REPUBLIKA.CO.ID, SHARJAH – Muslim Uni Emirat Arab (UAE) tengah menghadapi cuaca panas saat menjalani ibadah puasa. Tak heran, sebagian warga UAE memilih untuk berada di dalam ruangan.
Badan Pusat Nasional Meteorologi dan Seismologi UAE (NCMS) menyebutkan, suhu udara di Sharjah mencapai 49.3 derajat Celcius, dan Dubai 47.4 derajat Celcius.
"Akhir Juli dan awal Agustus akan menjadi suhu terpanas yakni 50 derajat Celcius.
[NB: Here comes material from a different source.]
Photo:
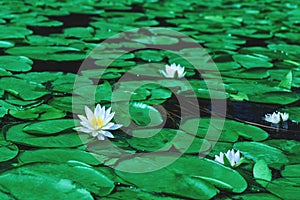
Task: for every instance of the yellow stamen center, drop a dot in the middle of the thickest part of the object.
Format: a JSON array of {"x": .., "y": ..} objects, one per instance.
[{"x": 97, "y": 122}]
Suhu ini bukan tergolong ekstrem tetapi hal yang terjadi sepanjang tahun," papar Ahli Meteorologi, Sufian Farrah, seperti dikutip khalejtimes.com, Jumat (27/7).
Mohammed Yahya, warga Dubai, mengaku menghindari panas ketika harus berpuasa selama 14 jam. "Cuaca saat ini sangat panas. Tapi tidak akan memengaruhi puasa saya. Karena aktivitas banyak dilakukan di dalam ruang," ujarnya. Ia mengatakan suhu panas seperti ini pernah ia rasakan di Sudan.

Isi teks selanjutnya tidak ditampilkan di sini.